I don’t abide by this. If fresh air is so important to babies, open a window in the house. However, this leaving babies outside to sleep business also shows how comfortable Danish society is with the custom and how safe it is. No one thinks twice about it. You go to a café, and you leave your baby outside in the pram. And no one takes your baby away. I think this is what shocks us non-Danes about the Danes.
There are many, many other things that made me go whoa! when I first moved to Denmark. I was shocked at how culturally different Denmark was from the U.S. I expected Denmark to be different from India, but it was surprising how far apart Europe and the U.S. are.
I’m still baffled at the xenophobia and that the concept of the melting pot is alien to Danes. They sincerely believe that you come to Denmark and become Danish; you leave your old self, culture, and traditions behind.
And after a decade in Denmark, I’m baffled that in the U.S., they’re still talking about gay marriage and abortion, whereas this discussion is just not happening in Scandinavia.
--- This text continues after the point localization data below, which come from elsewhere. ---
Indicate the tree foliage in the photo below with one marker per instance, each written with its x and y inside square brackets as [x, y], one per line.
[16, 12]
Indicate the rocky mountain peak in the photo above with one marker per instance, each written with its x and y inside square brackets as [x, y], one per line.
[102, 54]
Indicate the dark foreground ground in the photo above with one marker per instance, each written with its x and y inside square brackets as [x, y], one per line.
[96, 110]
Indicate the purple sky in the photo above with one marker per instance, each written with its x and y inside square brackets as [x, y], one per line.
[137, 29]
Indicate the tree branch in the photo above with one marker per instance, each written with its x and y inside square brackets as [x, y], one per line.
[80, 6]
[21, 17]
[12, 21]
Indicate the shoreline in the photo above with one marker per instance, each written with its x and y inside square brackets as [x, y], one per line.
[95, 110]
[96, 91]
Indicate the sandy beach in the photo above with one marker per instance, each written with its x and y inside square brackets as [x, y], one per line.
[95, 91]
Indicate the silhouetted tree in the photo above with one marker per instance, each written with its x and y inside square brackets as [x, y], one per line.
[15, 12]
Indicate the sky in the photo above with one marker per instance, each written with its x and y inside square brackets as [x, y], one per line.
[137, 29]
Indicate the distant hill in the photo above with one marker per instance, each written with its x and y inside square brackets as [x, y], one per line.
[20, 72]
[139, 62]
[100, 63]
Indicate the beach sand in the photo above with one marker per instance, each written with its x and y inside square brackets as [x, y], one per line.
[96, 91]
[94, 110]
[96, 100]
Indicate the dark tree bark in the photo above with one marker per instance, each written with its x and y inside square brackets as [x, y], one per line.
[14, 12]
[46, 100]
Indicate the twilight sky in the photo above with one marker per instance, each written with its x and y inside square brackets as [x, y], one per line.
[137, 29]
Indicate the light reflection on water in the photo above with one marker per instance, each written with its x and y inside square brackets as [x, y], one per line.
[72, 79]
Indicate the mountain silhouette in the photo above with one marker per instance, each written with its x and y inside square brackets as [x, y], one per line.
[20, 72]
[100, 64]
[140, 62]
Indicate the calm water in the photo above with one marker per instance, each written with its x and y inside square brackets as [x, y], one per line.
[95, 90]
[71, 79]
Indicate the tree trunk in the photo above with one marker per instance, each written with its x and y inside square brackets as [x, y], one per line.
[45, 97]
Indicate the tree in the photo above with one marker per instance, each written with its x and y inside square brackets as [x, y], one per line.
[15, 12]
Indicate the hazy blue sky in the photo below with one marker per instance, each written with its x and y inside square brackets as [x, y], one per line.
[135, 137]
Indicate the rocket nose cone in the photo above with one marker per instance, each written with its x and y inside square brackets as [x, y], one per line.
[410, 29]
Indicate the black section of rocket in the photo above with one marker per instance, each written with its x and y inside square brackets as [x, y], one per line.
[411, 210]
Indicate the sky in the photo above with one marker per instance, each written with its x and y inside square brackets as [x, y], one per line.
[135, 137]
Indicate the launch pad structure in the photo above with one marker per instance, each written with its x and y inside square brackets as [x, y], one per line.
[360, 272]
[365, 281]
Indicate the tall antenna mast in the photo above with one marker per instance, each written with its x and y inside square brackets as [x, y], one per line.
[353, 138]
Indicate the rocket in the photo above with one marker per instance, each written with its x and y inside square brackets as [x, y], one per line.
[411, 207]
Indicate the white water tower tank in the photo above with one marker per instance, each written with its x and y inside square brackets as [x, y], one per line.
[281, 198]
It’s been a done deal for some time. Gay people can marry, and women can do what they like with their private parts.
I have now lived in South Asia, the United States, and Europe—and it’s been quite an education. Mostly, what I’ve learnt is that people are different. You can’t box them into a generalization. You can’t say, “All Americans…,” or “All Europeans…,” or even “All Danes…”—because it’s just not true.
New Yorkers are so very different from Californians, who are different from the people down south in Memphis, where I went to school.
The French are so different from the Italians, who are so different from the Brits.
And the Swedes and Norwegians and Danes are very different culturally from each other—though food generally sucks in both Norway and Denmark.
I think I have now moved past culture shock to the point that nothing really surprises me. I have traveled enough, met enough people from around the world, and become a citizen of the world myself that I don’t just tolerate the peccadilloes of various cultures but accept and appreciate them—and when possible, enjoy them.